Inhibition of pressure induced bladder smooth muscle cell hyperplasia using CRM197

PURPOSE: In vivo the effects of sustained hydrostatic pressure on the bladder wall and its components are evident under physiological and pathological conditions. We previously reported that exposure of bladder smooth muscle cells to 20 and 40 cm. H2O hydrostatic pressure for as little as 1 hour resulted in the up-regulation of heparin binding epidermal growth factor messenger RNA in a time dependent fashion as well as in activation of the heparin binding epidermal growth factor growth factor gene. In our current study we investigated the use of CRM197 as an agent for blocking undesirable cellular level events, such as smooth muscle cell hyperplasia, eliminating the irreversible alterations in bladder and kidney function that result from chronic and/or severe bladder outlet obstruction.

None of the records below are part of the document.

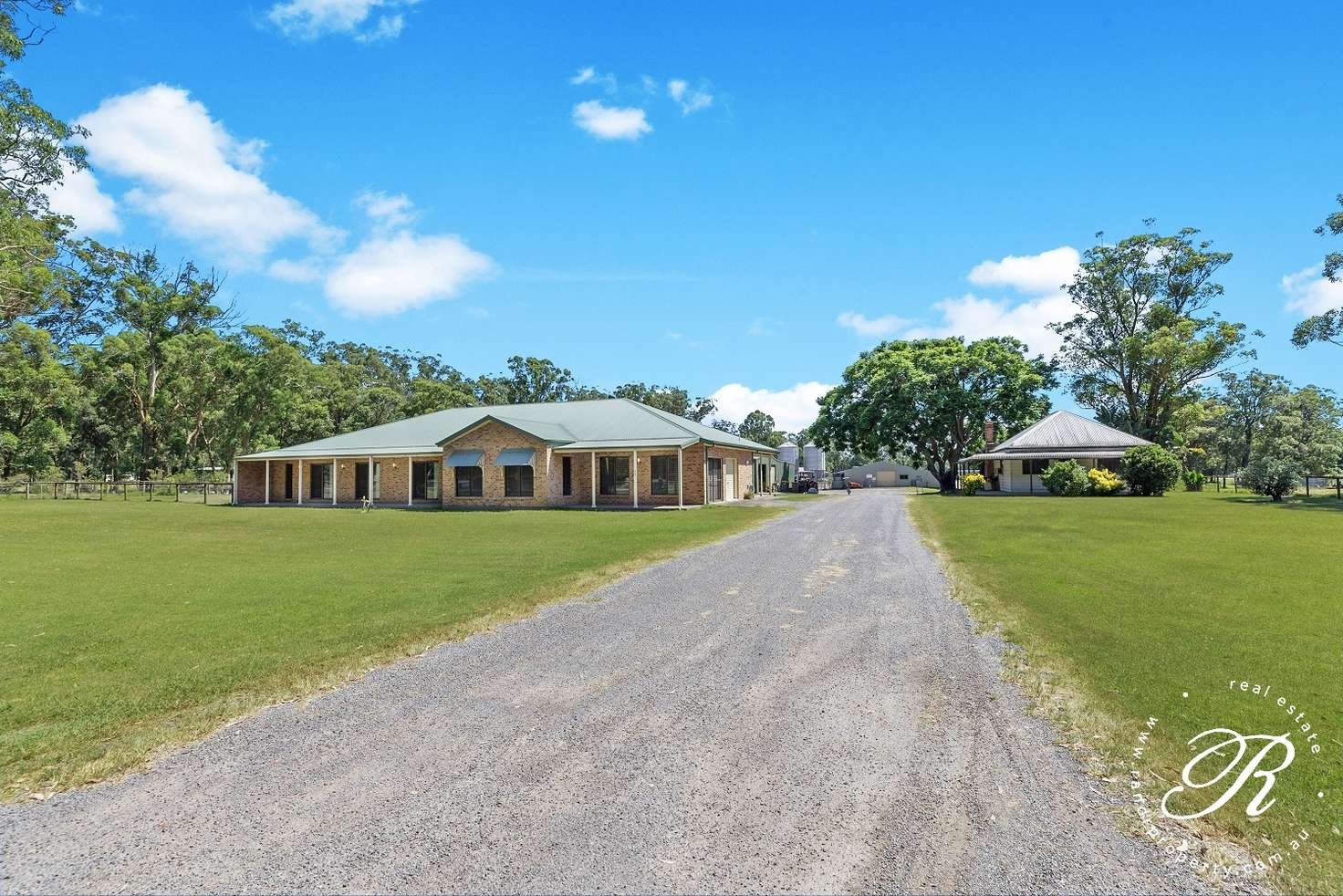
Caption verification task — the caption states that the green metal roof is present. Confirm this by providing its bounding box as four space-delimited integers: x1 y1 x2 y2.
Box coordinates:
239 398 775 461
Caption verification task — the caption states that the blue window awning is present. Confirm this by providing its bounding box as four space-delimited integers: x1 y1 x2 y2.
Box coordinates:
447 452 484 466
495 449 536 466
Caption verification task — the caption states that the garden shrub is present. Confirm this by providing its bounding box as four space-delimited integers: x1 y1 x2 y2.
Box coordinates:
1087 469 1124 497
1235 458 1301 501
1120 444 1181 495
1039 461 1090 498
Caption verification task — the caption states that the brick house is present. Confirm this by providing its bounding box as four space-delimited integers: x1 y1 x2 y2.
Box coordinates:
234 399 780 508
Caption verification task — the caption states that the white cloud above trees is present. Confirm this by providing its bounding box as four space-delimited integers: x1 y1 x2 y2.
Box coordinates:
709 381 834 432
47 168 120 235
1280 265 1343 316
265 0 419 43
73 85 495 316
838 245 1081 356
574 99 652 140
78 83 341 266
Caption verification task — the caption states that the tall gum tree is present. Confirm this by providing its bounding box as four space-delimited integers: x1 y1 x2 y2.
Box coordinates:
1052 222 1263 442
810 336 1057 492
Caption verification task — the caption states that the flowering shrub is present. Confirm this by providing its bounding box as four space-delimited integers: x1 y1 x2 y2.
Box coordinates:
1235 458 1301 501
1120 444 1179 495
1087 469 1124 497
1039 461 1090 498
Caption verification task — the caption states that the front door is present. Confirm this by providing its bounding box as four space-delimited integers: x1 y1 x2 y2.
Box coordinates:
703 457 723 503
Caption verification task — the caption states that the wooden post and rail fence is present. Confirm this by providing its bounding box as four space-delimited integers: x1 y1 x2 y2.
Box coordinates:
0 480 234 504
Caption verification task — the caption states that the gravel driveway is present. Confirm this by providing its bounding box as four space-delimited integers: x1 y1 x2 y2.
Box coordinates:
0 489 1195 892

MATERIALS AND METHODS: Control and experimental neonatal ovine smooth muscle cells were exposed to 0.3 pressure and 8.5 cm. H2O, respectively, for 7 days. We evaluated the mitogenic activity of the supernatant medium from bladder smooth muscle cells exposed to 8.5 cm. H2O for 5 days (conditioned medium) before and after the addition of 0.1 mg./ml. CRM197. Bladder smooth muscle cell apoptosis was also assessed after CRM197 exposure. Statistical analysis was performed using the Student t test with p <0.05 considered significant. RESULTS: Exposing bladder smooth muscle cells to sustained 8.5 cm. H2O hydrostatic pressure for 7 days resulted in increased cell proliferation. Conditioned medium contained mitogenic activity, which was ablated after CRM197 was added. No direct toxic effect of CRM197 on bladder smooth muscle cell growth was appreciated (no apoptosis). CONCLUSIONS: We demonstrated a proliferative response of neonatal bladder smooth muscle cells after exposure to sustained hydrostatic pressure. This response was partially due to the release of heparin binding epidermal growth factor and was blocked by adding CRM197. These data support the potential use of CRM197 in drug targeted therapy for diseases involving bladder outlet obstruction.